Tombé en attaquant, reparti pour finir dernier, Fabio Quartararo n'a pas ramené le moindre point du Sprint de Misano. Mais entre des chronos corrects et une matinée aux portes de la Q2, le Français garde espoir pour dimanche.
Le résultat brut est cruel, mais la lecture de Quartararo l'est beaucoup moins. « Les chronos étaient bons, pose-t-il. Malheureusement, sur ce circuit, on fait un peu le yo-yo : on perd énormément en ligne droite et dans les zones de freinage, on est vraiment à la limite sur l'avant. J'ai vu une opportunité, j'y suis allé, mais on n'arrive pas à s'arrêter avec l'arrière et j'étais beaucoup trop sur l'avant. Ça n'est pas passé, mais au moins on a essayé. »

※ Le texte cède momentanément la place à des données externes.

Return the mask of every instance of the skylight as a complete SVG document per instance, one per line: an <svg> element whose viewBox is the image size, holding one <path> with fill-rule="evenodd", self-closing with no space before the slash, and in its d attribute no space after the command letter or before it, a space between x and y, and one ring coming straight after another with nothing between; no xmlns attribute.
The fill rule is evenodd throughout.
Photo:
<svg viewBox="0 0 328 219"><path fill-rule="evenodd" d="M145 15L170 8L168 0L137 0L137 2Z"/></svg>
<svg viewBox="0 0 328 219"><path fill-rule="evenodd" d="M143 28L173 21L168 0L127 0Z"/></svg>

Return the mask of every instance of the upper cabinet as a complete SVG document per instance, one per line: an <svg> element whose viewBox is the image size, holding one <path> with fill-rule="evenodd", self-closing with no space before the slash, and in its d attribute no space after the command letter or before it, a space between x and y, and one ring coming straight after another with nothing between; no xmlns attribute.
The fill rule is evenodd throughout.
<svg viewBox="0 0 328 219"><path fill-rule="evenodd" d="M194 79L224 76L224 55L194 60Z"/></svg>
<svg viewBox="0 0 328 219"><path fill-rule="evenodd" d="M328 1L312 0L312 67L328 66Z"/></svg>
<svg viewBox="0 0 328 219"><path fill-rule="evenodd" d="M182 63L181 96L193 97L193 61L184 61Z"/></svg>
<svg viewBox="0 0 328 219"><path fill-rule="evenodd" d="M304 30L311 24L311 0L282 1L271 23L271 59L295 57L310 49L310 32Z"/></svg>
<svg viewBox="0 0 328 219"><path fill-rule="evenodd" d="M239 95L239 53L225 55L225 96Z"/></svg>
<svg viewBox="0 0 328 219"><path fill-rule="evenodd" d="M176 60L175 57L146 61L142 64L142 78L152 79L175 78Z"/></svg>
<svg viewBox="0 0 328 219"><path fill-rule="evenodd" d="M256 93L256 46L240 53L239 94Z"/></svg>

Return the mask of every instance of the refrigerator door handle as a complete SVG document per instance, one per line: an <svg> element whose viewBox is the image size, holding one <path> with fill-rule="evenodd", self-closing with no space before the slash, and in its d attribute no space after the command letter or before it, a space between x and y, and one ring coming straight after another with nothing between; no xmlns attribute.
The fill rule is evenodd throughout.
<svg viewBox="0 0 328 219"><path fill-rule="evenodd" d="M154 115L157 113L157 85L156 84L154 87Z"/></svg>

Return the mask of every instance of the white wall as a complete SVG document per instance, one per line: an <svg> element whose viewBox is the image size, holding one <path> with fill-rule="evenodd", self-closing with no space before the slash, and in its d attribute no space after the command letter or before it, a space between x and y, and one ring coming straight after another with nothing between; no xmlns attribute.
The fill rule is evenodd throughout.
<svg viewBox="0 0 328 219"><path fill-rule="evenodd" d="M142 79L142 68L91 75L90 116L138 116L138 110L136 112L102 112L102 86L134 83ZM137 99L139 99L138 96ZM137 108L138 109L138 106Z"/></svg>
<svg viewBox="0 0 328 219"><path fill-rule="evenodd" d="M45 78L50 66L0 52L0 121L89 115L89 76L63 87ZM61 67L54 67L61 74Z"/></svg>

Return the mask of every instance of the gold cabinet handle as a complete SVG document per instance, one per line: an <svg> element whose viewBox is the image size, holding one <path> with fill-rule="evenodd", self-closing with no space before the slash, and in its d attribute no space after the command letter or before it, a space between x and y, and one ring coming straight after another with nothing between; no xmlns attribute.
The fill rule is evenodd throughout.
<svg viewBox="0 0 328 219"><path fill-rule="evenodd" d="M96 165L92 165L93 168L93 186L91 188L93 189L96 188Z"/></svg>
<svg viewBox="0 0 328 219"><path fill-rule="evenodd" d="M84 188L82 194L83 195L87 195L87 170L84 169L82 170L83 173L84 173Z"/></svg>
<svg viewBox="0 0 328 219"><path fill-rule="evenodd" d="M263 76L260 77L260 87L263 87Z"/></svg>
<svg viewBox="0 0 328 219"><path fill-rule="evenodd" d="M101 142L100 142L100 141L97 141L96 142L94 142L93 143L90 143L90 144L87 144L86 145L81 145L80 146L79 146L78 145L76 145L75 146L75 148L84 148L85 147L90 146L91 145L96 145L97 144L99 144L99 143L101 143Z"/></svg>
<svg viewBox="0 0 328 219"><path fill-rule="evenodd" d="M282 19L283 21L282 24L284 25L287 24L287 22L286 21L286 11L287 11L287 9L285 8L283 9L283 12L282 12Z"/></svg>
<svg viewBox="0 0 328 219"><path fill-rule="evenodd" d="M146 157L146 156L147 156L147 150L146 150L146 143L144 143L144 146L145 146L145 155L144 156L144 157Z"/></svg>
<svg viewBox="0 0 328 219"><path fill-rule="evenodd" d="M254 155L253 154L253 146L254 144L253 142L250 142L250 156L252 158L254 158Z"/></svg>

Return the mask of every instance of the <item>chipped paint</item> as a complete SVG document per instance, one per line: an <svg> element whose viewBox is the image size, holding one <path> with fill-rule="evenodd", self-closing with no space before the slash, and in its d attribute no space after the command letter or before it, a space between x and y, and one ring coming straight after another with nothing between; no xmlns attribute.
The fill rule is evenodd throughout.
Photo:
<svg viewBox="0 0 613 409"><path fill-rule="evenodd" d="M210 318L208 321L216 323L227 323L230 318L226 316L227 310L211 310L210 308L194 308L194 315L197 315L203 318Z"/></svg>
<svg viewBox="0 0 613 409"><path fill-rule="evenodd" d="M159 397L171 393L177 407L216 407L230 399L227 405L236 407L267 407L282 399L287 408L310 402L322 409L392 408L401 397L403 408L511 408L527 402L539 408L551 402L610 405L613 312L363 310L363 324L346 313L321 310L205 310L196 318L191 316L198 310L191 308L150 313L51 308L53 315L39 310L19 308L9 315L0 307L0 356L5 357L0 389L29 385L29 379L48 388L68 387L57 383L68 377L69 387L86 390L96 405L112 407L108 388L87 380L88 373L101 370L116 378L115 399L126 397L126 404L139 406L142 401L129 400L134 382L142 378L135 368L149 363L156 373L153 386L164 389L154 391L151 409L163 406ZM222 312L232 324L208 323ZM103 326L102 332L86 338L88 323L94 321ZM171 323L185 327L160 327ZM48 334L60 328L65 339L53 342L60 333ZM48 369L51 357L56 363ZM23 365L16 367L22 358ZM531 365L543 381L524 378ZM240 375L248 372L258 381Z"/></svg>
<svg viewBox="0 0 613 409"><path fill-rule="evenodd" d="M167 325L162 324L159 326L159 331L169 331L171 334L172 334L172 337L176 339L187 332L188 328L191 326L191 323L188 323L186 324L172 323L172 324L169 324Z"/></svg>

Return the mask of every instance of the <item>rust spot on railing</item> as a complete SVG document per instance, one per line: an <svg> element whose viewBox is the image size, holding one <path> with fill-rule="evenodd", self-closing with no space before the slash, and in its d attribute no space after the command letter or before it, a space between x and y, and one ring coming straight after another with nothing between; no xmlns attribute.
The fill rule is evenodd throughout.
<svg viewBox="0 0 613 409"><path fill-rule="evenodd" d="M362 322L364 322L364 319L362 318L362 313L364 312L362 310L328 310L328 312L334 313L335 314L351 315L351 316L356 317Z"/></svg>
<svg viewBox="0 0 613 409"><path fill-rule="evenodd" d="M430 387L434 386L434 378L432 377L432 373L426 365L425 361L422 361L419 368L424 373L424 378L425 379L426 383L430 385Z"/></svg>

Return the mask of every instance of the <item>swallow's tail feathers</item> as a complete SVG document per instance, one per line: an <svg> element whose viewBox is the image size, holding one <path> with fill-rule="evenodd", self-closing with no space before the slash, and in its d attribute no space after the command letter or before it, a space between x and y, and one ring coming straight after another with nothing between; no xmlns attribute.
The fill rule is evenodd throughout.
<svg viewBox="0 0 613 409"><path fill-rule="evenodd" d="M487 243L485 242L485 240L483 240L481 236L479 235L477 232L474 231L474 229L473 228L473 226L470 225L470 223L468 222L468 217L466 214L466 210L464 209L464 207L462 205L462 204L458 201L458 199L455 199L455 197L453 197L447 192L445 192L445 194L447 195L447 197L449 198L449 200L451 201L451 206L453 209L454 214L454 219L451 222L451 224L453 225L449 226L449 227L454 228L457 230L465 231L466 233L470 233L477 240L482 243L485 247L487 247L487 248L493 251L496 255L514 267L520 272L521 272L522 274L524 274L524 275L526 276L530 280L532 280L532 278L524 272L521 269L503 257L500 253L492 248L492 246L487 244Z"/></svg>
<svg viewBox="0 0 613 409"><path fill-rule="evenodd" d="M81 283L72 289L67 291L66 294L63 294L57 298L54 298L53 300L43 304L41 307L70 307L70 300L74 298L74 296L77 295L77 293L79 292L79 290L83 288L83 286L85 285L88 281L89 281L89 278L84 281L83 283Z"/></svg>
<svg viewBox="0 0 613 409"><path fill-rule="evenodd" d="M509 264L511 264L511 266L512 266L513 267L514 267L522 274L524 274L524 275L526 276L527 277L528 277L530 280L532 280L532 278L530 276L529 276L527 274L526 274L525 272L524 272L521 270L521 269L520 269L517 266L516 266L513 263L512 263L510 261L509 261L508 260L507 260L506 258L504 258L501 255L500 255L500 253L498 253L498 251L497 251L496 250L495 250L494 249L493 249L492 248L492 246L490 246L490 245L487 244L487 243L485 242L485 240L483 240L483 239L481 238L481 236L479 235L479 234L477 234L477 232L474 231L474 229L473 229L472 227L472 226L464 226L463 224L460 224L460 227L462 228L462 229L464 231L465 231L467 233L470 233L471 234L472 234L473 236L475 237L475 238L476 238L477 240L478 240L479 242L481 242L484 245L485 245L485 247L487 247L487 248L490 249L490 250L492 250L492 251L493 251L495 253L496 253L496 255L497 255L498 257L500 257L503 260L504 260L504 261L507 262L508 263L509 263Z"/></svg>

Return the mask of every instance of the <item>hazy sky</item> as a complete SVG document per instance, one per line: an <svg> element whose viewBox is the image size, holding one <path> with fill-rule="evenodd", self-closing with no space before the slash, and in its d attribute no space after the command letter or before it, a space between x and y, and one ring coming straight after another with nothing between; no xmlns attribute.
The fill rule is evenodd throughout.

L'attaque manquée sur Diogo Moreira, il l'assume entièrement. « De toute façon, aujourd'hui, j'aurais marqué zéro point. Je ne pouvais pas aller plus vite que Marini et je savais que j'avais Johann derrière, donc j'étais obligé d'essayer de passer Diogo. J'ai donné le maximum. »
Et au sujet de la course après sa chute, le Niçois d'ajouter : « Je n'avais rien de cassé sur la moto, juste le levier un peu relevé. Je voulais voir le potentiel du soft pour demain, si c'était jouable ou non. La dégradation du pneu, comment on la gère : ce sont des informations utiles pour la course. »
Misano réussit mieux à sa M1 qu'Aragon. « Ici, on a plus de grip, on arrive à être un peu plus confiant. Mais c'est pareil pour tout le monde. Le gap est très similaire, au moins une seconde en qualifs. Et cette piste, on ne dirait pas, mais en moteur, c'est plus exigeant qu'Aragon. On sait qu'une grosse partie du retard est là. » Quartararo s'autorise malgré tout un pronostic : « ça peut faire quelque chose d'intéressant » dimanche.